America’s Health Insurance Plans (AHIP) announced last week that it is implementing solutions to lowering out-of-pocket costs for people seeking testing for and treatment of COVID-19. One of those solutions is covering diagnostic testing when ordered by a physician.

AHIP members vowed to “ease network, referral, and prior authorization requirements and/or waive patient cost-sharing” for physician-ordered COVID-19 testing. They will also work with providers to ensure effective treatment is available for those who are infected. This includes sharing information, mobilizing network providers, and encouraging the use of telehealth.


COVID-19 is putting a lot of demand on an overburdened healthcare system, overwhelming the capacity of hospitals, emergency departments, outpatient centers. This results in critical shortages of staff, space, and supplies, which can have a negative impact on patient outcomes, the National Academy of Medicine (NAM) states.

Allocating resources appropriately when demand starts to exceed those resources is critical to keeping operations running for patients who need care.

Experts from the Bloomberg School of Public Health advise hospitals to use their flu preparedness protocols as a starting point for allocating resources to COVID-19 management. Top priorities for these organizations should be:

  • Comprehensive and realistic planning based on CDC FluSurge projections and collaborative planning among hospitals in a region
  • Limiting the nosocomial spread of the virus
  • Maintaining, augmenting, and stretching the workforce
  • Allocating limited resources in a rational, ethical, and organized manner to “do the greatest good for the greatest number”

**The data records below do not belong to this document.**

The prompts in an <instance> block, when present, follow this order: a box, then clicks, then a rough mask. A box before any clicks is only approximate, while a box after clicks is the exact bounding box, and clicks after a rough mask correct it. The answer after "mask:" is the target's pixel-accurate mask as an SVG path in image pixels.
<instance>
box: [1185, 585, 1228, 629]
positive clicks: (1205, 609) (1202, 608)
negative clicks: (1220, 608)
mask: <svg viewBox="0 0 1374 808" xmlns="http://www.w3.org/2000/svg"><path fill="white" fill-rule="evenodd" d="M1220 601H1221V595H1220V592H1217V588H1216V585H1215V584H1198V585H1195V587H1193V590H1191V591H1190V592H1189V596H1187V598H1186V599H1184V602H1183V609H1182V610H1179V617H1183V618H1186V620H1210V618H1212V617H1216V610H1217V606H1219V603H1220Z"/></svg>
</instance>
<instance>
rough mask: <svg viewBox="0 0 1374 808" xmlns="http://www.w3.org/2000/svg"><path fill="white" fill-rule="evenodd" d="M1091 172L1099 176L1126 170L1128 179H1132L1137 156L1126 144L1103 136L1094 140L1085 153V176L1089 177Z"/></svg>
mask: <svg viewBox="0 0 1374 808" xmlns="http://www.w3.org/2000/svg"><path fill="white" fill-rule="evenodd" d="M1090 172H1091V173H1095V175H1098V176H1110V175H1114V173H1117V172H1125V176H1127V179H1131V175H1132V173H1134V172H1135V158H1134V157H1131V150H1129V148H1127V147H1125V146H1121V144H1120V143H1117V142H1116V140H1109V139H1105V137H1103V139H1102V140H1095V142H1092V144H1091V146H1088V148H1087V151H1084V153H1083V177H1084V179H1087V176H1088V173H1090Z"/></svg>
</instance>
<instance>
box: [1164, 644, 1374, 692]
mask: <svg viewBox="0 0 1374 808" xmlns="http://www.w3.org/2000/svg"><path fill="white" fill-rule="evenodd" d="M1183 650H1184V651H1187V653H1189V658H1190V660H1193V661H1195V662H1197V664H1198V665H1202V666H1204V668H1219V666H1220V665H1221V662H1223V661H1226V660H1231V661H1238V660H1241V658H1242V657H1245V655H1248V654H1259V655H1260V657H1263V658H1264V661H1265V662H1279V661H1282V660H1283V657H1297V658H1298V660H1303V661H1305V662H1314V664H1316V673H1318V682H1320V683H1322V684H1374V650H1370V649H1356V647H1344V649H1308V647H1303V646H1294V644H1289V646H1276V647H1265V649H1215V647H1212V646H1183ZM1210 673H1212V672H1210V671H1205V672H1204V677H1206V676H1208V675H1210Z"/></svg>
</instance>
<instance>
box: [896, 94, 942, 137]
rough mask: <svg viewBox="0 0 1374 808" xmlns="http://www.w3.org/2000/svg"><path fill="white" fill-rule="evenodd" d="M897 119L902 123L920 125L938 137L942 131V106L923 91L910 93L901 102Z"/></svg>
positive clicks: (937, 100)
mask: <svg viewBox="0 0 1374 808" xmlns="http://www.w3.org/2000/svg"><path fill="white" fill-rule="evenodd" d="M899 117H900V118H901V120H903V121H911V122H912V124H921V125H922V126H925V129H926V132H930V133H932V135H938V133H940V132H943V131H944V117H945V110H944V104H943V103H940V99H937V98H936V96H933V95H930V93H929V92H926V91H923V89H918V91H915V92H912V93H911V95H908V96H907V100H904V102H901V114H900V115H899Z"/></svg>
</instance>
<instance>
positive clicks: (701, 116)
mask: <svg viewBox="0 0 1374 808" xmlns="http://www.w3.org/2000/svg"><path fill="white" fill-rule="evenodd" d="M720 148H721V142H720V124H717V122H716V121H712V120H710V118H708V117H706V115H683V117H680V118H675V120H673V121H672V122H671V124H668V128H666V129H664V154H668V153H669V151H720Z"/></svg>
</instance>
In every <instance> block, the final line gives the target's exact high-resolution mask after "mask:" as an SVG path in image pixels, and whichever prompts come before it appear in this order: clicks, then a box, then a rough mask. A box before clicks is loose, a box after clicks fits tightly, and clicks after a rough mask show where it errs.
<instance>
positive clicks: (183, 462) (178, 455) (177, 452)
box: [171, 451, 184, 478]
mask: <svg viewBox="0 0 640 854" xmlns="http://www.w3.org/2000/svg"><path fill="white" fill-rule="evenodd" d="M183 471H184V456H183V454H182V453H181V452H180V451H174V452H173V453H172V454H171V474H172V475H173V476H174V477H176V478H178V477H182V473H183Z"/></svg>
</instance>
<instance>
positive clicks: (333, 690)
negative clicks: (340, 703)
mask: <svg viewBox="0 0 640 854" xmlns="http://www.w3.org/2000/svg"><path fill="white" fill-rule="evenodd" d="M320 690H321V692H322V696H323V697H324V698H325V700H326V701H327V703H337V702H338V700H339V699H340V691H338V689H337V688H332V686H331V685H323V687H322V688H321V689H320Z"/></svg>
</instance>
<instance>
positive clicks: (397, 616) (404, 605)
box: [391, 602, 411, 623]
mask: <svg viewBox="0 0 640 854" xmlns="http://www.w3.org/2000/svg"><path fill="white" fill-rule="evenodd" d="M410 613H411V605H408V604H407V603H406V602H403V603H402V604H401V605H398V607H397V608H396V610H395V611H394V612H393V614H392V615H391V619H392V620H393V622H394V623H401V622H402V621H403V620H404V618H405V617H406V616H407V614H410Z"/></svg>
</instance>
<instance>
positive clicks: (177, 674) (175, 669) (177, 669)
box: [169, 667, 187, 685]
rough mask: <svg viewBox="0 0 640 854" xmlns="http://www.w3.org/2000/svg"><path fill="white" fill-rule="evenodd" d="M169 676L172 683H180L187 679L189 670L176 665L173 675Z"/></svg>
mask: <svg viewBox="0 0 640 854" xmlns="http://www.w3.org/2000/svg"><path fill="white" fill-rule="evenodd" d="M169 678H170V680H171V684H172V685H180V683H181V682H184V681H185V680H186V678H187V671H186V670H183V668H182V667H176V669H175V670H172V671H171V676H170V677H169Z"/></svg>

Decisionmakers at all levels should be actively implementing these priorities by engaging in activities like dedicating a full-time infection prevention practitioner, stockpiling personal protective equipment, using buddy teaming, and identifying services and procedures that can be deferred.

NAM also recommends that healthcare providers develop “tiered, proactive strategies using the best available clinical information and building on their existing surge capacity plans to optimize resource use in the event the current outbreak spreads and creates severe resource demands.”

Specifically, the organization tells providers to:

  • Protect their workforce by offering staff childcare, alternate housing, balanced shifts, and additional support and training
  • Preserve personal protection equipment by reserving these supplies for those performing high-risk interventions, using powered air-purifying respirators in high-risk environments, continuous use of the supplies in a cohorted patient environment, and more
  • Optimizing outpatient services by extending hours, adjusting staffing, closing or reducing specialty clinic hours, and changing documentation

NAM also provides resource allocation tips for other areas of care, including inpatient, critical care, and emergency department.

“It is important that hospitals take steps now to develop a process for decision making, anticipate what resources may be in shortage, and involve clinical staff in developing strategies to address a broad range of impact,” the organization concluded.